Szobo, z tego, co widziałem, wykonuje wrzutki bardziej z głębi niż ze skrzydła. Osobiście widziałbym Węgra jednak w środku pola, bo chłop ma też mega strzał z dystansu, co w przypadku ustawienia go jako - przypuśćmy - ŚPO, daje dodatkowe możliwości w przeprowadzaniu akcji ofensywnych (obecnie nie mamy ŚP, którzy to potrafią).
W ogóle niesamowite jest to, jak dzięki dołączeniu dwóch nowych zawodników zmienia się optyka odnośnie jakości kadry. Ale nadal problematyczne jest ułożenie sensownej, walczącej o najwyższe cele jedenastki. To też pokazuje w jak krytycznym stanie była nasza kadra przed okienkiem transferowym.
Pytania na dziś:
-
Kuszące jest ustawienie TAA w środku pola z Szobo i Mac Allisterem. Ale z drugiej strony - na jakiej konkretnie pozycji? ŚPD? I kto wtedy na PO - Gomez, Hendo (God, no)?
-
Niektórzy mówią, że wystarczy przejść na system 3-4-3 (z Robbo-TAA na bokach i przypuścmy Mac Allisterem-Szobo w środku) z możliwością zamiany pozycji w trakcie meczu między Trencikiem, a ŚP koło niego. Tylko kto wtedy będzie tę funkcję defensywną pełnił? Mac? Już nie mówiąc o tym, że w takim systemie nowy ŚO to must have.
Dlatego uważam, że dołączenie nie ŚPD, a ŚO (z możliwością gry jako PO) to konieczna konieczność (oczywiście nie obrażę się na Lavię). Na tę pozycję mamy już: Fabinho, Bajcetica i mogących grać tam Mac Allistera oraz Hendo.
W przypadku dołączenia nowego ŚPD, ktoś musiałby odejść (np. Bajcetić na wypo; Hendo out chyba nie wchodzi w grę ze względu na status HG; oczywiście nie wliczam Thiago, bo mam nadzieję, że jego odejście to kwestia czasu).
Na ten moment - moim zdaniem - Kloppo ściąga piłkarzy nie pod system, a pod… styl gry LFC (wyjątkami w ostatnich latach byli Thiago i Keita - nigdy więcej). No i młodość.
To też jest w sumie mega charakterystyczne dla bossa, bo on właśnie tak rzeźbił drużyny podczas pobytu w Liverpoolu. System gry tworzył się sam, dzięki zawodnikom. Ale w sumie to chyba najlepsze i jedyne możliwe rozwiązanie w takich warunkach. Bo jak chce się ściągać piłkarzy pod system, to trzeba mieć duże możliwości finansowe (np. taki Bellingham mega pasował pod 4-3-3).

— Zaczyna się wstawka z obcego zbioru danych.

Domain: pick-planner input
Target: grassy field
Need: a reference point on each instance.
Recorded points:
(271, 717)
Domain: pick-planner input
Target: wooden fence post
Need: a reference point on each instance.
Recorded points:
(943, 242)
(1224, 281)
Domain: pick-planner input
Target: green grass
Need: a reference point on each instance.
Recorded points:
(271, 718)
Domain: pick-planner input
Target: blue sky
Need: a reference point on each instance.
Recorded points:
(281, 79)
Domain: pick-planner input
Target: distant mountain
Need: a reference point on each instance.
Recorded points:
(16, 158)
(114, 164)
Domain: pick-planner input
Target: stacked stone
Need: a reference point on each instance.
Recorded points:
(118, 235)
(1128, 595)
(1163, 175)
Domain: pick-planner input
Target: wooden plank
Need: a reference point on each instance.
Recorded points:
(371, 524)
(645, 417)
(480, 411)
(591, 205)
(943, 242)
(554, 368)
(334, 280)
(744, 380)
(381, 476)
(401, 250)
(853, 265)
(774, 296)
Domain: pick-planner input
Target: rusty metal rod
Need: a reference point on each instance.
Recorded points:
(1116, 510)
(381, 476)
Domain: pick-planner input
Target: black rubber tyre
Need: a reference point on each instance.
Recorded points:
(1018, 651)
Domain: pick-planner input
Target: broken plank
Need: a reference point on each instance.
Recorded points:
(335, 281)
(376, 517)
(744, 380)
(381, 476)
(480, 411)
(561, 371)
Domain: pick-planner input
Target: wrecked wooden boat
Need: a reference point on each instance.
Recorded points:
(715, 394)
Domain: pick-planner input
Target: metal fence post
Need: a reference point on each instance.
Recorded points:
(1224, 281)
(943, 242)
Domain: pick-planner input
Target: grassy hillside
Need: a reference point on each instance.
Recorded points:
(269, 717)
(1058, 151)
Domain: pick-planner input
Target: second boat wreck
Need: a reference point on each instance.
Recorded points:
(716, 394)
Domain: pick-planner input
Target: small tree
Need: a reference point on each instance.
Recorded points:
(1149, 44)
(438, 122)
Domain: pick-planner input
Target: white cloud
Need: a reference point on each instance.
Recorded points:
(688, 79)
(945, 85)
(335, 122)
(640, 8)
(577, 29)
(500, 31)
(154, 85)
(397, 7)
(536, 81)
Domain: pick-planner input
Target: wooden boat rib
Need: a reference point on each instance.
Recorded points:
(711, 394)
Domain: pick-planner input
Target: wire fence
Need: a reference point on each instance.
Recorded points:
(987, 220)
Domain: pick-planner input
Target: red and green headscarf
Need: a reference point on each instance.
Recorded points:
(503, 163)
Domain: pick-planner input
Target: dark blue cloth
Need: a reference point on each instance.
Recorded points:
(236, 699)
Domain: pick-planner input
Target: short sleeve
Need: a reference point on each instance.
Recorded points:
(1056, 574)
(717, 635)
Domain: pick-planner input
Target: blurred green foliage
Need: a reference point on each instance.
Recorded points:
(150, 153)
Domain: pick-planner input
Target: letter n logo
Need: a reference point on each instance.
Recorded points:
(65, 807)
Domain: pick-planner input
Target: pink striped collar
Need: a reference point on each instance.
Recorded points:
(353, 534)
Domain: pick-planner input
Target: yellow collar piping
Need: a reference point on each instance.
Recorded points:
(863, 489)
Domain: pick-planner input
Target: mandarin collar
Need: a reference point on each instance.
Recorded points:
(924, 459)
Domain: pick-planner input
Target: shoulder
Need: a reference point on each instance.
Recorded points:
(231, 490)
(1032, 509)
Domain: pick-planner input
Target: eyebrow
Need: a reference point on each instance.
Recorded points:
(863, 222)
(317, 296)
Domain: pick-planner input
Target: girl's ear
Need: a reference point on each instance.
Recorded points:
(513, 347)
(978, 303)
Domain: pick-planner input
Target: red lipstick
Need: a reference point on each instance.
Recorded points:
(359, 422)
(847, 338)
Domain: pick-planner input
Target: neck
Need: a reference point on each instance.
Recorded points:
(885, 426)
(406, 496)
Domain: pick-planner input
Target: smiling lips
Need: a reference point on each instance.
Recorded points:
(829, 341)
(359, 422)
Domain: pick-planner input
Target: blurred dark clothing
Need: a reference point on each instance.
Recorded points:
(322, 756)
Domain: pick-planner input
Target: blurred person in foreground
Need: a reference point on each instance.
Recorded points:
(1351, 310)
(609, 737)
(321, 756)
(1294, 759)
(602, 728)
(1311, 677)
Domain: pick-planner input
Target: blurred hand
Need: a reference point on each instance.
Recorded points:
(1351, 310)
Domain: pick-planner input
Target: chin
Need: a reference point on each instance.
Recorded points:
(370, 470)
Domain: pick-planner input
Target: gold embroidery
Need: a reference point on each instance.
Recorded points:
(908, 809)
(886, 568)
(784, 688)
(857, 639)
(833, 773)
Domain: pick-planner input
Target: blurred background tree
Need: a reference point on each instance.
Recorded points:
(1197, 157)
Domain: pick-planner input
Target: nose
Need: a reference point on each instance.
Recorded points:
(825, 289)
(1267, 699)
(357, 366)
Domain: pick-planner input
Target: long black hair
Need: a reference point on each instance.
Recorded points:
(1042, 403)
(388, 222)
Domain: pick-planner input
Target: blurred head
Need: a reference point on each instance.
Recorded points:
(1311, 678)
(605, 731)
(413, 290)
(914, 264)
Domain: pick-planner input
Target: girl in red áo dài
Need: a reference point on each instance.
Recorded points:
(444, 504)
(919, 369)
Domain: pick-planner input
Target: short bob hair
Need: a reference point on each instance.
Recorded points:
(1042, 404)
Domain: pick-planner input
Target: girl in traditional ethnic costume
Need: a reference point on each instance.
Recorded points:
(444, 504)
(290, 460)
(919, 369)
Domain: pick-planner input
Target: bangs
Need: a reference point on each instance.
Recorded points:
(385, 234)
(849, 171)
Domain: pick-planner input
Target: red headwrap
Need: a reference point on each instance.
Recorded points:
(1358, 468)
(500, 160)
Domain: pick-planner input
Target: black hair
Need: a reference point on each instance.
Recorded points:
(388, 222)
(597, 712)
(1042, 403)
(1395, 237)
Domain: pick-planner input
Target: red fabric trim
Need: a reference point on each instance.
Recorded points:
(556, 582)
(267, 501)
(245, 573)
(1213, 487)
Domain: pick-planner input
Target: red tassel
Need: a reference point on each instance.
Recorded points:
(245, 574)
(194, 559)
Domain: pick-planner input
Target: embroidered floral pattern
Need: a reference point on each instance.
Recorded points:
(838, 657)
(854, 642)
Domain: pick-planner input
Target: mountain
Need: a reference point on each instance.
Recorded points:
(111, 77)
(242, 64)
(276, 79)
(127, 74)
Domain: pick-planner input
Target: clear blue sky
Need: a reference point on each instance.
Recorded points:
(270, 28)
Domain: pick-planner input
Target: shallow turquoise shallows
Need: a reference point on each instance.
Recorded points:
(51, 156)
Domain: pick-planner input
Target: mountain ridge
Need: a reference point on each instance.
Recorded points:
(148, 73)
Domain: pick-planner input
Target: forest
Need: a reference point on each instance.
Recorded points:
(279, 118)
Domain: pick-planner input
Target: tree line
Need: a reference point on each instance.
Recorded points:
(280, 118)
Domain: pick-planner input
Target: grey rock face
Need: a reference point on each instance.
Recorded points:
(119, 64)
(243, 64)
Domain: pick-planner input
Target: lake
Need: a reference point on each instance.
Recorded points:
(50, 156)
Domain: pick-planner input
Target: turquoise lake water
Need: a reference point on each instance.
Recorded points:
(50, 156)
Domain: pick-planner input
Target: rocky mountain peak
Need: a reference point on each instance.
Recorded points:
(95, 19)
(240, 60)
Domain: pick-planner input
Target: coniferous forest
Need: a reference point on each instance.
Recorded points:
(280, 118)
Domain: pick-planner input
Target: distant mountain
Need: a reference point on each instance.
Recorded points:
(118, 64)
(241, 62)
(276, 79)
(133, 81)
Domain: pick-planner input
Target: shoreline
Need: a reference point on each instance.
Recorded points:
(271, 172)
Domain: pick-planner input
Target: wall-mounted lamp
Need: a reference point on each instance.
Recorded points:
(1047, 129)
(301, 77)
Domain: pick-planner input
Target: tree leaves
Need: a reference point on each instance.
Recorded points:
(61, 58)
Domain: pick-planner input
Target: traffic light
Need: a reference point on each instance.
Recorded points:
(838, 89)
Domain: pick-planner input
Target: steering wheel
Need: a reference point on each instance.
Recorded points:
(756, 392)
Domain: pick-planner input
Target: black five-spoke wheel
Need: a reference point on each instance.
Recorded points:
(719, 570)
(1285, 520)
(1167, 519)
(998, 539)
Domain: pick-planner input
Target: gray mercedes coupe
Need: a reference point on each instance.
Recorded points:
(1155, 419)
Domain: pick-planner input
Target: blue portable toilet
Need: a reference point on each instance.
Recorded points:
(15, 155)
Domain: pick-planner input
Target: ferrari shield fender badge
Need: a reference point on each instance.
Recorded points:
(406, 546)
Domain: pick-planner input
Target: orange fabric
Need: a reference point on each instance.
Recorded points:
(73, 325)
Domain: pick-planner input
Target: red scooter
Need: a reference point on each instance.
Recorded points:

W obecnych warunkach, z obecną kadrą (głównie ze względu na brak większej liczby klasowych ŚO w kadrze) optymalne wydaje się być ustawienie 4-3-3, ale z TAA na PO:
Ali
TAA-Konate-VVD-Robertson
Fabinho (niestety, ale już wolę jego na ŚPD, niż np. Gomeza na ŚO w systemie 3-4-3)
Mac-Szobo
Salah-Gakpo-Diaz
Ławka: Kelleher, Gomez, Matip, Tsimi, Bajcetic, Hendo, Thiago, Elliott, Jones, Jota, Nunez.
Dopiero w przypadku dołączenia sensownego ŚO (co musi się stać), optymalna moim zdaniem będzie opcja nr 2, ale na zasadzie 3-3-1-3 (proszę się nie śmiać). Wybiegani TAA i Robbo idealnie pasują do szerokiego grania w środku pola/na wahadłach (innowacyjna pozycja - środkowi wahadłowi ).
Ali
Nowy ŚO-Konate-VVD
TAA-Mac-Robbo
Szobo
Salah-Gakpo-Diaz
Ławka: Kelleher, Gomez, Matip, Tsimi, Fabinho, Bajcetic, Hendo, Elliott, Jones, Jota, Nunez.
Do wylotu: Thiago
Ale popłynąłem. Chyba trzy kawki w ciągu dnia to za dużo. Pozdrawiam i nie róbcie z tego postu pasty pls.
PS. Oczywiście nic z tego się nie sprawdzi, ale co popisałem, to moje.